Oleh: Iwan Nurdin
Beberapa kalangan terus mendesak agar DPR-RI segera membentuk Panitia Khusus DPR tentang Penyelesaian Konflik Agraria dan Sumber Daya Alam (Pansus Agraria). Menyusul meletupnya konflik agraria di berbagai wilayah. Kabarnya, saat ini sudah 72 anggota DPR sepakat untuk pansus ini.
Bagi DPR, yang terus menerus disorot dengan berbagai skandal anggaran, usulan masyarakat agar parlemen membentuk pansus untuk menumbuhkan kembali kepercayaan masyarakat kepada parlemen.
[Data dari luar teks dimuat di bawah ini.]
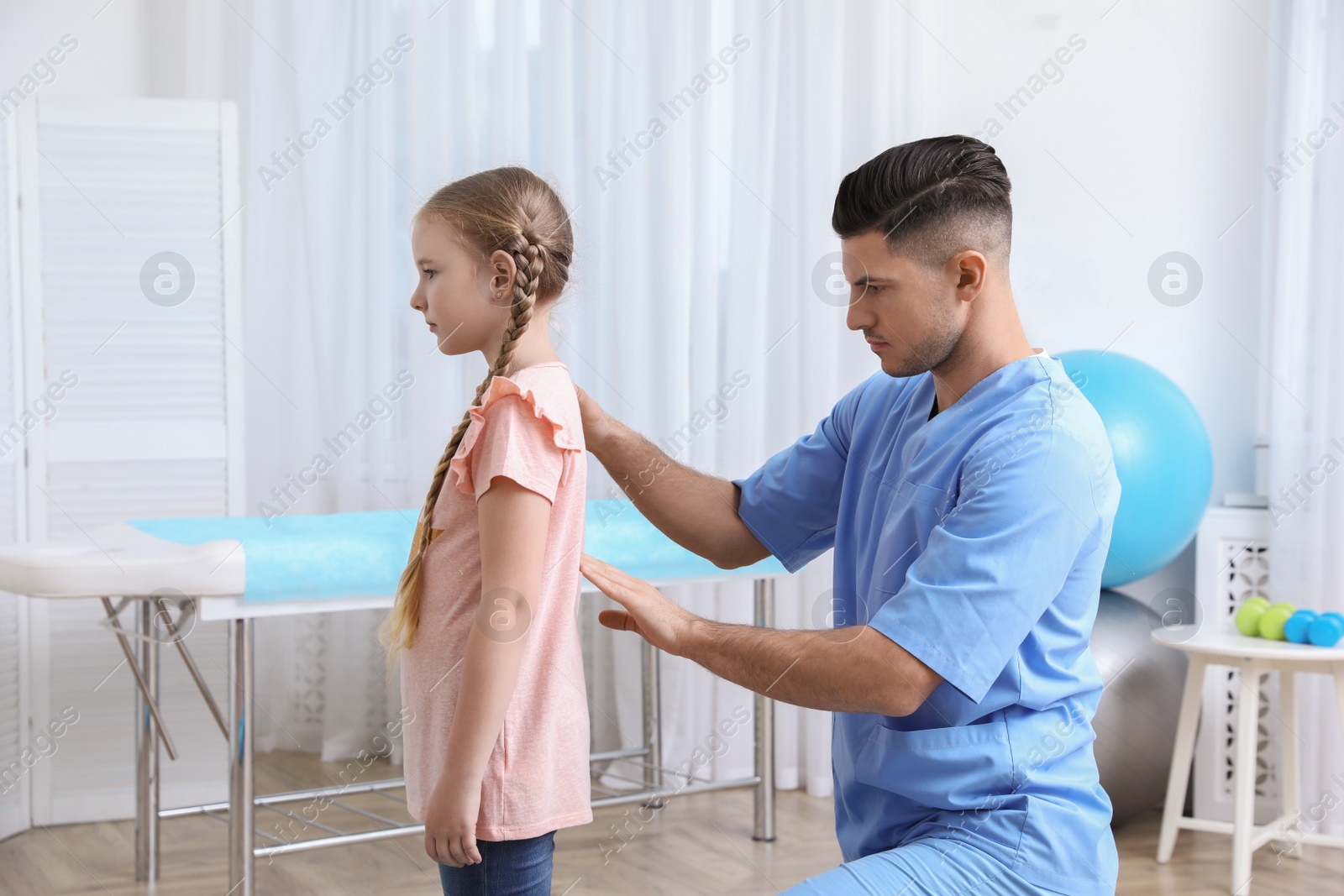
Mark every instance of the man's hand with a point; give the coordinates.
(647, 611)
(597, 425)
(450, 821)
Selain itu, untuk meluruskan “ilusi” pemerintah yang mengharu biru dengan pikirannya sendiri soal keberhasilan ekonomi dan kepercayaan investasi terhadap Indonesia yang terus membaik.
Bagi para petani, langkah pansus sendiri adalah langkah lari “marathon” yang melelahkan. Sebab, persoalan petani terkait ketiadaan tanah, konflik agraria sesungguhnya secara peraturan sudah diberikan jalan keluar yaitu: pelaksanaan reforma agrarian sesuai dengan UUPA 1960 dan Tap MPR Np.IX/2001 tentang Pembaruan Agraria dan Pengelolaan Sumber Daya Alam.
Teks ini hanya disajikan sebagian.